Even so, weeping—and its cousins, whining and grumbling and bellowing of indignation—is sometimes indulged in a little too liberally. Some laments seem more akin to complaints than to expressions of actual grief.
For example, whining to express that one’s brother is not doing his share of the chores or, conversely, that the brother is helping to pick up the sticks in the yard when one wanted to do this job by himself.
Or perhaps one’s brother refuses to smell one’s “good-smelling breath,” post teeth-brushing.
One’s food is detestable.
A boot is missing, only to be found in a place where the owner did not put it, and how did it get there: How?
Someone is scraping cardboard against a table in a way that he knows his brother finds annoying, and that’s why he’s doing it, too!
Lights-out came too soon, as will morning, as it turns out, 10 hours hence.
Someone quit the Monopoly game prematurely.
Impending haircuts will itch.
Shoveling snow makes them cold.
(Let’s pause to admit that the airing of such grievances is are not limited to children.
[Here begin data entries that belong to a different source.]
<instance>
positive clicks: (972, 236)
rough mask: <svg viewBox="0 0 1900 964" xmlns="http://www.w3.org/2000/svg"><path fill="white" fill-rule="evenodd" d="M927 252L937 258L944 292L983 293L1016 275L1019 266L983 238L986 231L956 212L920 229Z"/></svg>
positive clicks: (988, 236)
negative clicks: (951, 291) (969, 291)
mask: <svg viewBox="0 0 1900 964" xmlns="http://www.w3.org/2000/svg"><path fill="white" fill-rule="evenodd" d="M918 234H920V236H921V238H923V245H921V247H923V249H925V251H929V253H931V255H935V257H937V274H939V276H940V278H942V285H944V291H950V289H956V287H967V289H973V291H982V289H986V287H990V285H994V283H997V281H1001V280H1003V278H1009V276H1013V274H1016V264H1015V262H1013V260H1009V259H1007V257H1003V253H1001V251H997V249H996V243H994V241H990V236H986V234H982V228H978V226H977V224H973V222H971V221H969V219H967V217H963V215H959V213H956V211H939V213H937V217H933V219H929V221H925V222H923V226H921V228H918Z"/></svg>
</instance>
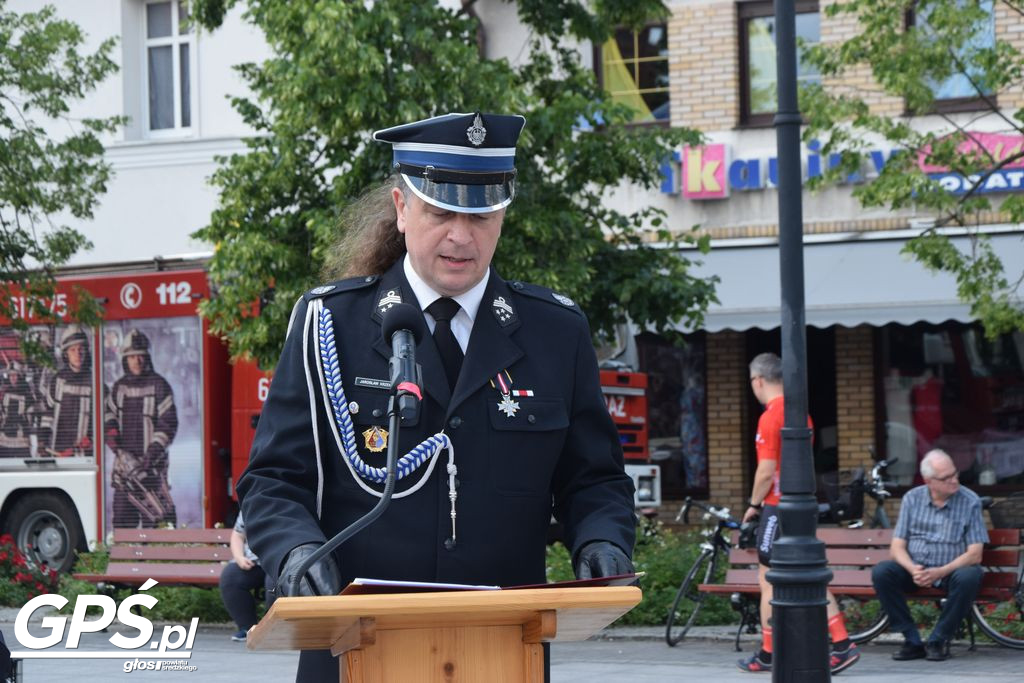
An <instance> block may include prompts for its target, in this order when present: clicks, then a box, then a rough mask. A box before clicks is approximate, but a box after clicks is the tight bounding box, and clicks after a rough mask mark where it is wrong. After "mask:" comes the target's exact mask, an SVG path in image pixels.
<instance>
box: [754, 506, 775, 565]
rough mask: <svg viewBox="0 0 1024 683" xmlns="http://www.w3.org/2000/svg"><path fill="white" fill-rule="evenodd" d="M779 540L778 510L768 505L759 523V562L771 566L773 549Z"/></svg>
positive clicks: (772, 506) (758, 522)
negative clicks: (774, 543) (778, 527)
mask: <svg viewBox="0 0 1024 683" xmlns="http://www.w3.org/2000/svg"><path fill="white" fill-rule="evenodd" d="M777 538H778V508H777V507H775V506H774V505H766V506H765V507H764V509H763V510H762V511H761V521H760V522H758V561H759V562H760V563H761V564H763V565H765V566H771V547H772V545H774V543H775V539H777Z"/></svg>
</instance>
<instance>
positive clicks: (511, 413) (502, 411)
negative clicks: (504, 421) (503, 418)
mask: <svg viewBox="0 0 1024 683" xmlns="http://www.w3.org/2000/svg"><path fill="white" fill-rule="evenodd" d="M498 410H499V411H501V412H502V413H504V414H505V417H507V418H514V417H515V414H516V413H517V412H518V411H519V401H517V400H512V396H510V395H509V394H507V393H506V394H502V399H501V401H500V402H499V403H498Z"/></svg>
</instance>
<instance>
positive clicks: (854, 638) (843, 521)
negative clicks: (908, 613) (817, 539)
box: [818, 453, 896, 644]
mask: <svg viewBox="0 0 1024 683" xmlns="http://www.w3.org/2000/svg"><path fill="white" fill-rule="evenodd" d="M872 455H873V453H872ZM895 462H896V461H895V460H892V461H889V460H879V461H877V462H876V463H874V465H873V466H872V467H871V470H870V473H869V474H868V475H867V476H866V477H865V476H864V470H863V468H860V467H858V468H855V469H854V470H853V476H852V480H851V481H850V483H849V484H847V485H846V486H845V490H844V492H843V494H842V495H841V496H839V497H835V498H831V499H830V500H829V502H828V503H823V504H821V505H819V506H818V521H819V522H835V523H841V524H845V525H846V526H847V527H848V528H863V527H864V526H869V527H870V528H892V523H891V522H890V520H889V514H888V513H887V512H886V501H887V500H889V498H891V497H892V494H891V493H890V492H889V489H888V488H887V487H886V486H887V485H888V483H887V482H886V479H885V476H886V471H887V468H888V467H889V466H890V465H892V464H893V463H895ZM825 494H826V496H827V494H828V489H827V487H826V488H825ZM864 494H867V496H869V497H870V498H871V499H873V500H874V511H873V513H872V514H871V516H870V518H869V519H868V520H867V521H866V523H865V520H864V519H863V517H862V515H863V513H864ZM836 600H837V601H838V602H839V607H840V609H841V610H842V611H843V613H844V614H845V615H846V620H847V630H848V631H849V633H850V640H852V641H853V642H855V643H858V644H859V643H865V642H867V641H869V640H871V639H872V638H874V637H877V636H879V635H880V634H881V633H883V632H884V631H885V630H886V629H887V628H889V616H888V615H887V614H886V613H885V611H883V610H882V608H881V605H879V604H878V602H877V601H876V599H874V598H873V597H871V598H867V599H864V598H863V597H857V596H850V595H837V596H836ZM868 603H870V605H869V606H868Z"/></svg>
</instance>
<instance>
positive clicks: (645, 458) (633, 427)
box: [601, 370, 662, 511]
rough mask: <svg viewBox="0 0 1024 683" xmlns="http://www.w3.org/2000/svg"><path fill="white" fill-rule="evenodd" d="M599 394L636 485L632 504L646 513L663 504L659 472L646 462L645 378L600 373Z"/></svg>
mask: <svg viewBox="0 0 1024 683" xmlns="http://www.w3.org/2000/svg"><path fill="white" fill-rule="evenodd" d="M601 392H602V393H603V394H604V400H605V402H606V403H607V405H608V413H609V414H610V415H611V421H612V422H614V423H615V427H616V428H617V429H618V439H620V441H621V442H622V444H623V456H624V457H625V459H626V472H627V474H629V475H630V476H631V477H633V483H634V485H635V486H636V495H635V497H634V503H635V505H636V507H637V508H638V509H640V510H643V511H647V510H650V509H653V508H656V507H658V506H660V505H662V472H660V468H659V467H658V466H657V465H653V464H651V463H650V462H649V460H648V459H649V455H650V454H649V451H648V447H647V433H648V432H647V376H646V375H645V374H643V373H634V372H626V371H618V370H602V371H601Z"/></svg>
Adults do this, too, in our own, more sophisticated—we think—way.)
But still, this is life, isn’t it? Whining and all?
Fortunately, there is an asylum from such absurdities, a rest for parental ears. It’s offered by screen time.
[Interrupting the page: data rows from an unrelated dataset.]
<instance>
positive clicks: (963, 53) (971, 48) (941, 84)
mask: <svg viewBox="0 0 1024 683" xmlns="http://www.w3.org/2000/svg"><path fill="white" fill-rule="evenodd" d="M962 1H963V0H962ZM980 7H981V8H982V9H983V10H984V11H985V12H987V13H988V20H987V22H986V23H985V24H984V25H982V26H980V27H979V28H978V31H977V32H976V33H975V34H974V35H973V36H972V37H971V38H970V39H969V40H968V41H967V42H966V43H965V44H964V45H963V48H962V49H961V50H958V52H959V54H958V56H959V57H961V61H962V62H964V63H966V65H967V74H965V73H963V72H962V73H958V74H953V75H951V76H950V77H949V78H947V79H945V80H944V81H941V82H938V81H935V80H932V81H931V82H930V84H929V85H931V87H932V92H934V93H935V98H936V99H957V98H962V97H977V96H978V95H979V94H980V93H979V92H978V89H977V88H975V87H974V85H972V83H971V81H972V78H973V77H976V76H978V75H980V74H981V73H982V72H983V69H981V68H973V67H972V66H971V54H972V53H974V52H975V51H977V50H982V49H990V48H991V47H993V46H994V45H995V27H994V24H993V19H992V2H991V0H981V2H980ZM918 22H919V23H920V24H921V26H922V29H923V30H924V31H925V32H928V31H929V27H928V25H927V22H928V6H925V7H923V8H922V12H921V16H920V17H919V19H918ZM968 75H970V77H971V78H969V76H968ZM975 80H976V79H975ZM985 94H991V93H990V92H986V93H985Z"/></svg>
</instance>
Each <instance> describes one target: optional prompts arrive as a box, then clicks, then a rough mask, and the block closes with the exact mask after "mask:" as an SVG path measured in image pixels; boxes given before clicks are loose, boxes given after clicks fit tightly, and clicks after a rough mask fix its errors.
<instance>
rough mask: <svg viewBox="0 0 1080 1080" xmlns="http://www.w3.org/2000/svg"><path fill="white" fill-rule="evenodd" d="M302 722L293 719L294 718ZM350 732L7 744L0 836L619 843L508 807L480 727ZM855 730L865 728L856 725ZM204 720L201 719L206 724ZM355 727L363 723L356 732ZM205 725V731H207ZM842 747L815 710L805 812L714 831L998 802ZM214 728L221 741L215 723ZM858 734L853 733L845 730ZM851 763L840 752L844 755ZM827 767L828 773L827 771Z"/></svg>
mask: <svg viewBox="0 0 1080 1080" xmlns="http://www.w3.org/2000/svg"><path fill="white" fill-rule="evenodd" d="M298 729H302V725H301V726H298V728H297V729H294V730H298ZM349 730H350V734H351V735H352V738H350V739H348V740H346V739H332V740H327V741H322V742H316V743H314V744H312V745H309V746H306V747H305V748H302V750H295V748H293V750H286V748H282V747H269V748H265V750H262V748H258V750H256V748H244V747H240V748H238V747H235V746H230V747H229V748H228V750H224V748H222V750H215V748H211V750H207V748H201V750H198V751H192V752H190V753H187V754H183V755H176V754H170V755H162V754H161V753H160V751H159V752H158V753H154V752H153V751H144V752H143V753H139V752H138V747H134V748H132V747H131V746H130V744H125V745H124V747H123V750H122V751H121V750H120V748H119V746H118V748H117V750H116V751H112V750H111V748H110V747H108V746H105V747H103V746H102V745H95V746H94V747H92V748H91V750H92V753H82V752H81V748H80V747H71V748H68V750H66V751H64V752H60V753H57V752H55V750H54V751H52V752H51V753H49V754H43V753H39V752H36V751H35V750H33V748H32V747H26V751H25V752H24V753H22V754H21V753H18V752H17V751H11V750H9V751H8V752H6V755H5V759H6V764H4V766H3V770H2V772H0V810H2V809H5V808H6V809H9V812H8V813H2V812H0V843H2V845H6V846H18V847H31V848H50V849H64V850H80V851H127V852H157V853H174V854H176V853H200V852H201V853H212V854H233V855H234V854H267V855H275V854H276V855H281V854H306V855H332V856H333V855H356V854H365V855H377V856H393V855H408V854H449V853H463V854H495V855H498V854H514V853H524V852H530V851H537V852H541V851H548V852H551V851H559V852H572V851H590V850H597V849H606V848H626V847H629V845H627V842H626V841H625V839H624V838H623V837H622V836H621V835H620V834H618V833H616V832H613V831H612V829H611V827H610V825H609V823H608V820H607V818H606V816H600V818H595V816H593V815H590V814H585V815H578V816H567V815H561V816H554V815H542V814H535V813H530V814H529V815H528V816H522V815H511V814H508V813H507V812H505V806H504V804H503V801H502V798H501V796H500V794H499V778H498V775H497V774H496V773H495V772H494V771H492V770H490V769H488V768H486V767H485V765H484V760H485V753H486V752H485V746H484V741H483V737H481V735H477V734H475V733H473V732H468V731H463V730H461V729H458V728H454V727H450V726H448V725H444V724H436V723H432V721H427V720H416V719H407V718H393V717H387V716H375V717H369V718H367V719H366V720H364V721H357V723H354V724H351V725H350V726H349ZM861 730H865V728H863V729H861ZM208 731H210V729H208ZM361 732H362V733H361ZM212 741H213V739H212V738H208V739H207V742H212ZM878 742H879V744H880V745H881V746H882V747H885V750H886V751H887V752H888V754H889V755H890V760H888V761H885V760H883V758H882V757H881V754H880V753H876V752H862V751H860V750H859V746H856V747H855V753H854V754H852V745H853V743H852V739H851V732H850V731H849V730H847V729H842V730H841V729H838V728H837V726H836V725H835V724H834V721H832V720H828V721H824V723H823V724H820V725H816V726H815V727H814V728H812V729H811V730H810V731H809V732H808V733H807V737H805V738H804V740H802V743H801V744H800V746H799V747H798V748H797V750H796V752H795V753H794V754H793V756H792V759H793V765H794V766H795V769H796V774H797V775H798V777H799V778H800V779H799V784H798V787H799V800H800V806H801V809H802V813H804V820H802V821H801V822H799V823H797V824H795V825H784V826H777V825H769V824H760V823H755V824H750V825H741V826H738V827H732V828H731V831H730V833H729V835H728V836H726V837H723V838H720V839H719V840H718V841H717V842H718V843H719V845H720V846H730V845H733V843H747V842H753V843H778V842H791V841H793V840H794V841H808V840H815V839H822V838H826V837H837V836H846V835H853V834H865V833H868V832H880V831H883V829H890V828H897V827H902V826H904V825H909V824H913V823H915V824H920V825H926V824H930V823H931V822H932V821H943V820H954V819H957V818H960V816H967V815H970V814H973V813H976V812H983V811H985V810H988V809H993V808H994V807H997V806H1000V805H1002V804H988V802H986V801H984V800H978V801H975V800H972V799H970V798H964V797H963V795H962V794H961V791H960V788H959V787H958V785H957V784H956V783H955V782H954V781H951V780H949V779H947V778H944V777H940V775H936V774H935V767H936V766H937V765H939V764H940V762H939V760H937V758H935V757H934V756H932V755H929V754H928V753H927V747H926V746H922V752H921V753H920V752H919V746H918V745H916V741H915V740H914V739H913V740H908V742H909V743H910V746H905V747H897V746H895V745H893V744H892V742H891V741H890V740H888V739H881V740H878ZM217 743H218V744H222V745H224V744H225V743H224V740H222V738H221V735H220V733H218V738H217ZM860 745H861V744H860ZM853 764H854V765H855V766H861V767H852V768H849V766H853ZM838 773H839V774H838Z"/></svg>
Screen time can be complex. For example, Sonny and Ace enjoy many educational games, and while we appreciate the educational value thereof, educational value is not why they play the games. School has educational value, as do books and the great outdoors, so they can get that in those places. And while I do not object to their playing games or watching videos purely for entertainment, they can easily find recreation elsewhere, if they have to, which they often do.
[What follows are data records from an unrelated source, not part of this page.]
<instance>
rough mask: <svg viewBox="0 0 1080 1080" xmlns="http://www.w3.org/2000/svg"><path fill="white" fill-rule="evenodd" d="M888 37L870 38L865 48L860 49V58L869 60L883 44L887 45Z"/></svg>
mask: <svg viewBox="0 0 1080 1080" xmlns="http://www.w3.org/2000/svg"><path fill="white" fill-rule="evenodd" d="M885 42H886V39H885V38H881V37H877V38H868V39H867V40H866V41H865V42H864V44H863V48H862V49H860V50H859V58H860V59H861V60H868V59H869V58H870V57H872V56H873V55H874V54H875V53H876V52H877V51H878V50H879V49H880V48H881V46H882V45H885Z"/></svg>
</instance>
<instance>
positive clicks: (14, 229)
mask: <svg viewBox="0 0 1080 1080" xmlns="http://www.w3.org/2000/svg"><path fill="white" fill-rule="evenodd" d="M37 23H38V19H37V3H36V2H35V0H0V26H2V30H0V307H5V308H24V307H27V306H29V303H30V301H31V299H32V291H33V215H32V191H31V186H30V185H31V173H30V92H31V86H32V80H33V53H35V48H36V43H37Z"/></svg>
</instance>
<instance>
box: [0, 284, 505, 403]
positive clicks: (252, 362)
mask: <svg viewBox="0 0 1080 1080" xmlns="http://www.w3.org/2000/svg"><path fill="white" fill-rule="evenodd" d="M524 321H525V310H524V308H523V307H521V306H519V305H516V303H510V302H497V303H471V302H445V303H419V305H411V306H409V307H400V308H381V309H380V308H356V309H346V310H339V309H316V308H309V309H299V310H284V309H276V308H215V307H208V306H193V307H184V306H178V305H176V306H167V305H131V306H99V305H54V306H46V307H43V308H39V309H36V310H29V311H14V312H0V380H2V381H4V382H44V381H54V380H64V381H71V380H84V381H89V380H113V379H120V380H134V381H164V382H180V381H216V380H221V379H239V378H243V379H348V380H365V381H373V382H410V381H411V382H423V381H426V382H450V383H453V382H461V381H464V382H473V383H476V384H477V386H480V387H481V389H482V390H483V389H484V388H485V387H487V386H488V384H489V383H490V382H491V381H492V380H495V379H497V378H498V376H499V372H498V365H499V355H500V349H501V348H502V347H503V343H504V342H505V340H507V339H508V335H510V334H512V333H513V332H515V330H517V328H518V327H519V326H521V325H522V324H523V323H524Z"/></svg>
The chief reason they have screen time is so I can have peace and quiet. Ugly, maybe, but true. Screens are mesmerizing, after all, and we might as well channel that to some purpose. While they are being mesmerized, my brain is regrouping. It works.
But hark. What’s this I hear? Weeping’s cousins?
Someone’s brother is not letting him watch him play Minecraft, even though he let him watch when he played.
The tablet is out of power. Someone didn’t charge it! Who did not plug it in?
One’s allotted screen time is up long before one is finished playing the game, and that’s not fair!
Why are they complaining? Why aren’t they mesmerized? Where’s my peace and quiet? Don’t they know that’s what screen time is for?
And suddenly I am channeling Tom Hanks: “Are you crying? Are you crying? ARE YOU CRYING? There’s no crying! THERE’S NO CRYING IN SCREEN TIME!”
Because if there’s crying in screen time, opportunities for screen time—yes, even the educational apps—will go away. Ugly but true. The kids can go outside and shovel more snow instead.
Thank you, Shakespeare, for reminding us that weeping has its place.
And thank you, Tom Hanks, for articulating that weeping can be misplaced.
And may we all learn the difference.